Chicago fire chief defends delaying switch to digital radios
After exhaustive testing, Fire Commissioner Robert Hoff said he is still not convinced about the reliability of the digital frequencies or the number of transmitters
By Fran Spielman
The Chicago Sun-Times
CHICAGO — Chicago Fire Commissioner Robert Hoff on Friday defended his decision to delay the switch to 5,000 digital radios — even after a federal report blamed a shortage of radios, in part, for the death of two firefighters at an abandoned laundry last winter.
The Motorola radios were purchased in 2006 — under a $23 million no-bid contract — to prevent communications breakdowns like the one that contributed heavily to six deaths at an October 2003 high-rise fire at 69 W. Washington.
Five years later, the Chicago Fire Department is using only some of the radios and only in an analog-mode. After exhaustive testing, Hoff said he is still not convinced about the reliability of the digital frequencies or the number of transmitters.
"In a hazardous environment wearing a breathing device inside a building, digital frequencies come in garbled and broken up in some cases. It was not reliable," Hoff said Friday.
"Is it safe for us to just throw the radios out there when we haven't tested 'em to make sure they're safe?"
Gary Schenkel, executive director of the city's Office of Emergency Management and Communications, said he expects to launch a "pilot transition" to the new digital system this fall and complete the switch next year, giving every firefighter a radio.
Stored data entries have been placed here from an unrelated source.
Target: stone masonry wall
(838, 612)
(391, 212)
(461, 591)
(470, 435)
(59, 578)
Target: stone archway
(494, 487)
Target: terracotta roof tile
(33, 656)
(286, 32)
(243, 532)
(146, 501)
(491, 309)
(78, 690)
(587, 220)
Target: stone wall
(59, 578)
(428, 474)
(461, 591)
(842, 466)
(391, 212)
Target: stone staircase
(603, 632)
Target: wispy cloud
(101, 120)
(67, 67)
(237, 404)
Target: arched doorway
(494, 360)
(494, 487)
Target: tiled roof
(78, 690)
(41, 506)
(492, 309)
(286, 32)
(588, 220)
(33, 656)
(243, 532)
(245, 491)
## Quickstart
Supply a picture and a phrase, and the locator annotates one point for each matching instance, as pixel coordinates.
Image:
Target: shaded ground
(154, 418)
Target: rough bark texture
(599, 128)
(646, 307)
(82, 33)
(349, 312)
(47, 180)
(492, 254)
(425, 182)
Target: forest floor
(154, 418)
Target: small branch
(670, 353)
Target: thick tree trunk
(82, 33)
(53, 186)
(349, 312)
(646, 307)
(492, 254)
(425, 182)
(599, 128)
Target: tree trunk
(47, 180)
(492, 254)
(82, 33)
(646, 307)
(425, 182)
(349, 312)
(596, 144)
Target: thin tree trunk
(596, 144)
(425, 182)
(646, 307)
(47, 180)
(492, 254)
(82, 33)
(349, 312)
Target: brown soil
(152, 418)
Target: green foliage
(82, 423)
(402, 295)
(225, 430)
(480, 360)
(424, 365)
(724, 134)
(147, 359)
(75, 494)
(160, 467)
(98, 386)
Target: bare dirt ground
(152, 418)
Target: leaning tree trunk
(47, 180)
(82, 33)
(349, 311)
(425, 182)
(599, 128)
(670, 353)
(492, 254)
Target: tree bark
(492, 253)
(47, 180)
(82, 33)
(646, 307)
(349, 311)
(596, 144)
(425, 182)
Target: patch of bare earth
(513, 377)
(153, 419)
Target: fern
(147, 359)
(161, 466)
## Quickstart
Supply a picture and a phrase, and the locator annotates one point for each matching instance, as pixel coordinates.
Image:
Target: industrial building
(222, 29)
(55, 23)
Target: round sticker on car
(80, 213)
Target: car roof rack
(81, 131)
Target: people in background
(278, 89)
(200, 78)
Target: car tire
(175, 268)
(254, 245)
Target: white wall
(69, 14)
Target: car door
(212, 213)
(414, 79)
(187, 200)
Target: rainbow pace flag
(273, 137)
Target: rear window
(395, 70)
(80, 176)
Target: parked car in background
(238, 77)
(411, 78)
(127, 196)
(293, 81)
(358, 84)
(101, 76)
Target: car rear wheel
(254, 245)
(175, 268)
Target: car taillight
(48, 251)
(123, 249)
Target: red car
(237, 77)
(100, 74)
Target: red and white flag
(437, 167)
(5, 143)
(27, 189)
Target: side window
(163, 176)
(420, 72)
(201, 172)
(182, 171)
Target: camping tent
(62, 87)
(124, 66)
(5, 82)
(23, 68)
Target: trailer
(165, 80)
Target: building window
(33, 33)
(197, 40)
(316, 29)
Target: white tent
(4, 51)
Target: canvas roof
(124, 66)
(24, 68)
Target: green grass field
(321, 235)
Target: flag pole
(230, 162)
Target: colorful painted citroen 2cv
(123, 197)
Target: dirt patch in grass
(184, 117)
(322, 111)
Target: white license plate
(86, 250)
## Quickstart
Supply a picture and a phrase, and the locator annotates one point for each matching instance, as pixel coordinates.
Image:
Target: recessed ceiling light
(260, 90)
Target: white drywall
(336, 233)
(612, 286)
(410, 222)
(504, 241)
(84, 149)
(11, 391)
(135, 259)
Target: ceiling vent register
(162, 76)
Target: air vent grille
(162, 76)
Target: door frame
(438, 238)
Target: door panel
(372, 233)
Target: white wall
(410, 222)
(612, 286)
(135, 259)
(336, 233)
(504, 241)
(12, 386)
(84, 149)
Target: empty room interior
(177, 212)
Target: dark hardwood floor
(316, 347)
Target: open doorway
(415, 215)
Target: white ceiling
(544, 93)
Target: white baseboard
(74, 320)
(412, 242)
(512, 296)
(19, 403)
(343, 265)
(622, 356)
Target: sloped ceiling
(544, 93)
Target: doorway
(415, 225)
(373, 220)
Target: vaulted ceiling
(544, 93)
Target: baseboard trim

"This is not a commercial, off-the-shelf product we can just hand to firefighters and expect it to work. It takes a tremendous amount of work to create, test and validate a system that will work in a deep, urban environment," Schenkel said.
On Dec. 22, 2010, firefighters Corey Ankum, 34, and Edward Stringer, 47 were killed — and 15 other firefighters were injured — when the truss roof collapsed at a burning abandoned laundry at 1744 E. 75th Street.
In its report, the National Institute for Occupational Safety and Health noted that only five of the 13 firefighters inside the laundry at the time of the collapse were carrying radios. And only one of those five firefighters reported having used the radio to issue a mayday call.
The federal report recommended that every Chicago firefighter be equipped with a radio and trained on its proper use.
On Friday, Hoff insisted that additional radios would not have saved Ankum and Stringer.